Canada’s independent production sector is increasing its attempts to convince the federal government to pass new legislation that will bring global streaming players under domestic regulation.

Reynolds Mastin

The Canadian Media Producers Association (CMPA), which represents more than 600 production companies, on Tuesday launched a new advocacy campaign urging the government to pass Bill C-11 (aka the Online Streaming Act) and “end the free ride for foreign web giants, currently able to operate outside of the country’s federal broadcasting legislation and regulations.”

The launch of the campaign, which includes advertising, social media content and a microsite laying out the issues, comes as the minister of Canadian heritage, Pablo Rodriguez, attempts to get new regulations passed into law.

The country’s broadcasting regulations have not been updated in over 30 years and, for the past decade, the local industry has been calling for modernised media laws that reflect the digital shift and arrival of streaming entities such as Netflix, Disney+, Amazon Prime Video, Paramount+ and Apple TV+. HBO Max does not exist as a standalone service in Canada, as Bell Media licenses HBO and HBO Max content through an exclusive deal and places it on local SVoD service Crave.

“Canada’s Broadcasting Act was last updated three decades ago when there was no home internet and no streaming services, and when VCRs were the height of on-demand technology.

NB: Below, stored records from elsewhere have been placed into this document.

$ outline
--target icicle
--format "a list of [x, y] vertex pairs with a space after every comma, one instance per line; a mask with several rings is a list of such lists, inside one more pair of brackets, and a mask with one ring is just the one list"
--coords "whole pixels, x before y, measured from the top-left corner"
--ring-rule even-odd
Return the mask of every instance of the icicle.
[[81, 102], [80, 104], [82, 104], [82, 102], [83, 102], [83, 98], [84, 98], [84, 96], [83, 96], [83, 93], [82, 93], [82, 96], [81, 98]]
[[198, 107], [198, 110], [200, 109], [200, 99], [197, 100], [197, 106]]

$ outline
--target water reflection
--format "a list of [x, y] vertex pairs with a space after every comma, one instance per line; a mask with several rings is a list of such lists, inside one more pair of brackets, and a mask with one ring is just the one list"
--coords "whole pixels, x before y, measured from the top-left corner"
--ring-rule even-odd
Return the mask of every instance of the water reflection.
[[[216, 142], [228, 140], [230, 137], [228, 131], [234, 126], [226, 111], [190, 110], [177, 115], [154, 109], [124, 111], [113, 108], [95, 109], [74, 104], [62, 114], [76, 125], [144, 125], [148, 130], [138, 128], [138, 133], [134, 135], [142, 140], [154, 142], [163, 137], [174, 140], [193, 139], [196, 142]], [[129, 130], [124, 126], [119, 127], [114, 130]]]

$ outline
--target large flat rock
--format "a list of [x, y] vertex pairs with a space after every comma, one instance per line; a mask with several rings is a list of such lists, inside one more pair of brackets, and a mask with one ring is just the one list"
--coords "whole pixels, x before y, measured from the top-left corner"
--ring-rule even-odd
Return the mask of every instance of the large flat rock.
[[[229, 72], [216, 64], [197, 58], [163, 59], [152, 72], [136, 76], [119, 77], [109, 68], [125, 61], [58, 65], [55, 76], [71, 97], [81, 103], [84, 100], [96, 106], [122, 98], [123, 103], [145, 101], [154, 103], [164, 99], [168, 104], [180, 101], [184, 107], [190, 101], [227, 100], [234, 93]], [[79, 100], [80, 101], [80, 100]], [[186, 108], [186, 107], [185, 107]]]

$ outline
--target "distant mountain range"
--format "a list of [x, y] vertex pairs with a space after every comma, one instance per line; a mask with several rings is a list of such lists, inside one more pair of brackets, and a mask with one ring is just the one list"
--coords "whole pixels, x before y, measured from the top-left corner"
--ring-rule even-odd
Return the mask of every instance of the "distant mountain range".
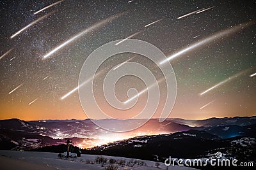
[[[115, 120], [113, 124], [114, 120], [110, 119], [99, 121], [120, 127], [142, 124], [143, 122], [143, 120]], [[186, 145], [187, 138], [189, 140], [196, 139], [195, 142], [196, 141], [198, 145], [202, 146], [204, 145], [202, 143], [209, 143], [211, 146], [222, 146], [224, 144], [220, 141], [230, 138], [255, 138], [256, 117], [212, 118], [202, 120], [170, 118], [162, 123], [159, 123], [158, 119], [151, 119], [139, 129], [125, 133], [113, 133], [105, 131], [88, 119], [26, 122], [13, 118], [0, 120], [1, 150], [29, 150], [59, 145], [63, 143], [66, 138], [73, 139], [76, 146], [87, 148], [138, 136], [147, 136], [140, 137], [146, 138], [140, 138], [140, 140], [147, 140], [148, 142], [154, 141], [152, 139], [157, 137], [157, 139], [156, 139], [157, 142], [154, 142], [152, 145], [157, 150], [162, 145], [161, 143], [157, 144], [158, 141], [170, 143], [170, 146], [175, 146], [175, 140], [182, 139], [177, 145]], [[171, 139], [173, 140], [172, 143], [170, 142]], [[132, 143], [137, 145], [136, 142]], [[143, 146], [139, 143], [136, 146], [132, 146], [135, 148]], [[127, 143], [127, 146], [130, 144], [131, 143]], [[224, 145], [223, 146], [225, 146]], [[96, 150], [100, 148], [94, 148]], [[109, 148], [115, 148], [110, 146]], [[172, 150], [175, 150], [175, 148]], [[209, 150], [211, 147], [205, 149]]]

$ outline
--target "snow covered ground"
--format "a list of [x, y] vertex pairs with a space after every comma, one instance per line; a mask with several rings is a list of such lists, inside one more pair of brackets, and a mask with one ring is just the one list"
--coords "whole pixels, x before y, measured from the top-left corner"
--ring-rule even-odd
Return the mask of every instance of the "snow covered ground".
[[[23, 161], [26, 163], [31, 164], [33, 166], [35, 164], [38, 166], [46, 166], [48, 167], [55, 168], [56, 169], [105, 169], [104, 167], [101, 167], [100, 164], [94, 163], [93, 164], [87, 164], [88, 160], [93, 161], [95, 162], [95, 157], [97, 155], [81, 155], [81, 157], [77, 159], [59, 159], [58, 157], [58, 153], [47, 153], [47, 152], [20, 152], [20, 151], [10, 151], [10, 150], [0, 150], [0, 155], [6, 157], [11, 157], [12, 158], [19, 159], [17, 161]], [[111, 156], [102, 156], [104, 158], [114, 159], [116, 160], [122, 159], [126, 162], [129, 162], [131, 159], [111, 157]], [[1, 164], [4, 164], [4, 161], [3, 161], [3, 157], [0, 157], [0, 162]], [[1, 160], [2, 159], [2, 160]], [[134, 160], [135, 159], [133, 159]], [[166, 169], [166, 166], [164, 163], [160, 163], [159, 168], [156, 167], [156, 162], [143, 160], [147, 166], [138, 166], [134, 165], [134, 167], [128, 167], [124, 166], [122, 167], [118, 166], [118, 169]], [[106, 166], [108, 163], [105, 164]], [[45, 167], [46, 167], [45, 166]], [[19, 167], [17, 167], [19, 169]], [[186, 167], [179, 167], [175, 166], [174, 167], [169, 167], [168, 169], [195, 169]]]

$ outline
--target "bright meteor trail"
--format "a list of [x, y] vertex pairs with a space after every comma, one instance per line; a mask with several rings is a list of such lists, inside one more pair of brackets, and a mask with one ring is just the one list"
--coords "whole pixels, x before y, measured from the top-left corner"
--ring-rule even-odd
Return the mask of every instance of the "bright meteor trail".
[[9, 53], [10, 53], [12, 50], [13, 50], [13, 48], [11, 48], [9, 50], [8, 50], [7, 52], [6, 52], [4, 54], [3, 54], [1, 57], [0, 57], [0, 60], [3, 58], [4, 56], [7, 55]]
[[204, 91], [204, 92], [200, 93], [200, 96], [202, 96], [202, 95], [205, 94], [205, 93], [207, 93], [207, 92], [209, 92], [209, 91], [213, 90], [214, 89], [215, 89], [215, 88], [216, 88], [216, 87], [218, 87], [221, 86], [221, 85], [223, 85], [223, 84], [224, 84], [224, 83], [227, 83], [227, 82], [230, 81], [230, 80], [232, 80], [232, 79], [234, 79], [234, 78], [237, 78], [237, 77], [238, 77], [238, 76], [241, 76], [241, 75], [242, 75], [242, 74], [246, 73], [248, 71], [248, 69], [246, 69], [246, 70], [245, 70], [245, 71], [240, 71], [240, 72], [239, 72], [238, 73], [237, 73], [237, 74], [234, 74], [234, 75], [233, 75], [233, 76], [230, 76], [230, 77], [229, 77], [229, 78], [228, 78], [224, 80], [223, 81], [220, 81], [220, 82], [218, 83], [218, 84], [216, 84], [215, 85], [214, 85], [214, 86], [212, 86], [212, 87], [206, 90], [205, 91]]
[[12, 90], [12, 91], [10, 91], [9, 92], [9, 94], [12, 94], [13, 92], [14, 92], [15, 90], [16, 90], [17, 89], [18, 89], [20, 87], [20, 86], [22, 86], [23, 85], [24, 83], [20, 84], [19, 85], [18, 85], [16, 88], [15, 88], [13, 90]]
[[45, 54], [44, 56], [43, 59], [45, 59], [49, 57], [49, 56], [51, 56], [54, 53], [56, 52], [57, 51], [58, 51], [61, 48], [62, 48], [64, 46], [67, 46], [67, 45], [68, 45], [69, 43], [72, 43], [72, 41], [74, 41], [76, 39], [77, 39], [77, 38], [81, 37], [82, 36], [83, 36], [83, 35], [84, 35], [86, 34], [88, 34], [88, 32], [92, 31], [93, 30], [94, 30], [95, 29], [97, 29], [97, 28], [99, 28], [100, 27], [102, 27], [102, 26], [107, 24], [109, 22], [111, 22], [111, 21], [113, 20], [116, 19], [117, 18], [120, 17], [124, 13], [119, 13], [119, 14], [111, 16], [110, 17], [108, 17], [108, 18], [106, 18], [106, 19], [104, 19], [103, 20], [101, 20], [101, 21], [100, 21], [100, 22], [92, 25], [92, 26], [88, 27], [87, 29], [86, 29], [85, 30], [83, 31], [80, 33], [78, 33], [77, 34], [74, 36], [73, 37], [72, 37], [71, 38], [70, 38], [67, 41], [65, 41], [62, 44], [57, 46], [57, 47], [54, 48], [53, 50], [52, 50], [48, 53]]
[[184, 17], [189, 16], [189, 15], [192, 15], [192, 14], [194, 14], [194, 13], [197, 13], [198, 11], [201, 11], [201, 10], [204, 10], [204, 8], [202, 8], [202, 9], [200, 9], [200, 10], [196, 10], [196, 11], [190, 12], [190, 13], [189, 13], [185, 14], [185, 15], [182, 15], [182, 16], [179, 17], [177, 18], [178, 20], [181, 19], [181, 18], [183, 18]]
[[192, 43], [190, 45], [187, 46], [186, 47], [184, 48], [183, 49], [182, 49], [181, 50], [180, 50], [177, 52], [174, 53], [173, 55], [171, 55], [170, 56], [168, 57], [166, 60], [161, 61], [159, 63], [159, 64], [161, 65], [161, 64], [163, 64], [166, 62], [168, 62], [170, 60], [172, 60], [173, 59], [174, 59], [186, 52], [195, 50], [196, 48], [200, 47], [204, 45], [209, 44], [211, 42], [214, 41], [215, 40], [220, 39], [223, 37], [230, 35], [230, 34], [239, 32], [239, 31], [243, 29], [244, 28], [250, 26], [254, 24], [255, 24], [254, 21], [250, 21], [250, 22], [248, 22], [246, 23], [239, 24], [236, 26], [232, 27], [231, 28], [226, 29], [223, 31], [217, 32], [211, 36], [209, 36], [208, 37], [207, 37], [205, 38], [201, 39], [200, 40], [198, 41], [197, 42], [195, 42], [194, 43]]
[[32, 22], [31, 23], [30, 23], [29, 24], [27, 25], [26, 27], [23, 27], [22, 29], [20, 29], [19, 31], [18, 31], [17, 32], [16, 32], [15, 33], [14, 33], [14, 34], [13, 34], [10, 39], [13, 39], [14, 37], [15, 37], [16, 36], [17, 36], [18, 34], [20, 34], [21, 32], [22, 32], [23, 31], [24, 31], [25, 30], [26, 30], [27, 29], [28, 29], [29, 27], [33, 26], [33, 25], [36, 24], [37, 22], [40, 22], [40, 20], [42, 20], [42, 19], [46, 18], [47, 17], [49, 16], [50, 15], [51, 15], [53, 12], [51, 12], [49, 13], [45, 14], [45, 15], [44, 15], [43, 17], [40, 17], [39, 18], [38, 18], [37, 20]]
[[196, 12], [196, 13], [197, 14], [197, 13], [202, 13], [202, 12], [204, 12], [204, 11], [208, 11], [209, 10], [211, 10], [211, 9], [214, 8], [214, 7], [215, 7], [215, 6], [212, 6], [212, 7], [210, 7], [210, 8], [206, 8], [206, 9], [204, 9], [204, 10], [202, 10], [202, 11], [200, 11]]
[[154, 22], [151, 22], [150, 24], [148, 24], [145, 25], [144, 27], [148, 27], [149, 25], [152, 25], [152, 24], [156, 24], [156, 23], [157, 23], [157, 22], [158, 22], [162, 20], [163, 20], [163, 18], [161, 18], [161, 19], [160, 19], [160, 20], [158, 20], [154, 21]]
[[46, 9], [47, 9], [47, 8], [50, 8], [50, 7], [52, 7], [52, 6], [55, 6], [55, 5], [56, 5], [56, 4], [58, 4], [60, 3], [61, 3], [61, 2], [63, 2], [63, 1], [64, 1], [64, 0], [61, 0], [61, 1], [58, 1], [58, 2], [55, 3], [53, 3], [53, 4], [52, 4], [48, 5], [47, 6], [46, 6], [46, 7], [45, 7], [45, 8], [42, 8], [42, 9], [41, 9], [41, 10], [40, 10], [39, 11], [36, 11], [35, 13], [34, 13], [34, 15], [36, 15], [36, 14], [37, 14], [37, 13], [40, 13], [40, 12], [41, 12], [41, 11], [44, 11], [44, 10], [45, 10]]

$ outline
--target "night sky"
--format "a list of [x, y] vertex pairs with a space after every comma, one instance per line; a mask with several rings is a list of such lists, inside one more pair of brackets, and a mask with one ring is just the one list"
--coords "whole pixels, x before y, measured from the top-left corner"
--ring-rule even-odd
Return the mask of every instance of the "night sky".
[[[86, 118], [77, 90], [63, 96], [77, 87], [92, 52], [134, 34], [131, 38], [154, 45], [170, 59], [177, 85], [170, 117], [256, 115], [255, 1], [61, 1], [35, 14], [56, 2], [0, 1], [0, 118]], [[138, 55], [106, 60], [94, 87], [95, 98], [110, 115], [116, 111], [111, 112], [100, 93], [102, 80], [130, 59], [157, 80], [163, 76], [157, 65]], [[145, 89], [138, 78], [124, 78], [116, 83], [118, 98], [127, 100], [132, 87]], [[163, 97], [154, 117], [166, 97], [165, 84], [160, 88]], [[146, 97], [140, 96], [138, 105], [121, 117], [136, 114]]]

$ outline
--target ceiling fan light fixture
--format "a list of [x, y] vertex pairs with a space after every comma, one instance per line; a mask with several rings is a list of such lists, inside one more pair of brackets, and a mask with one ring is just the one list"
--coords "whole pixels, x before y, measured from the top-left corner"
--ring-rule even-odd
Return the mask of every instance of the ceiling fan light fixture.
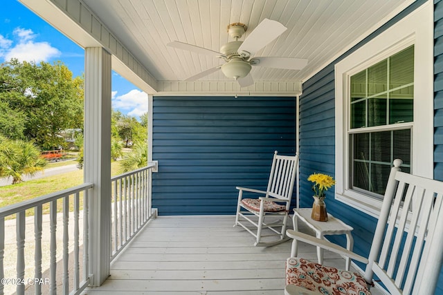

The world has changed, but our laws have not kept up,” said the CMPA’s president and CEO, Reynolds Mastin.

A previous incarnation of the proposed legislation, Bill C-10, came under fire from conservative critics who said the proposed amendments would open the door for Canada’s broadcasting regulator, the Canadian Radio-television and Telecommunications Commission, to regulate user-generated content uploaded to social media.

Despite opposition to Bill C-10, the proposed legislation went all the way to the Senate of Canada last year – just shy of being passed into law – before the bill was killed when prime minister Justin Trudeau called a snap election in August. The revised Bill C-11 was introduced earlier this year.

“The hardworking people who work in Canadian film and television production are asking the government to level the playing field. We encourage supporters to let their elected officials know it’s time to pass the Online Streaming Act.”

Earlier in the year, at the CMPA’s annual Prime Time event, industry leaders including Valerie Creighton, president and CEO of Canada’s largest funding agency, the Canada Media Fund, backed Rodriguez to get the bill passed into law.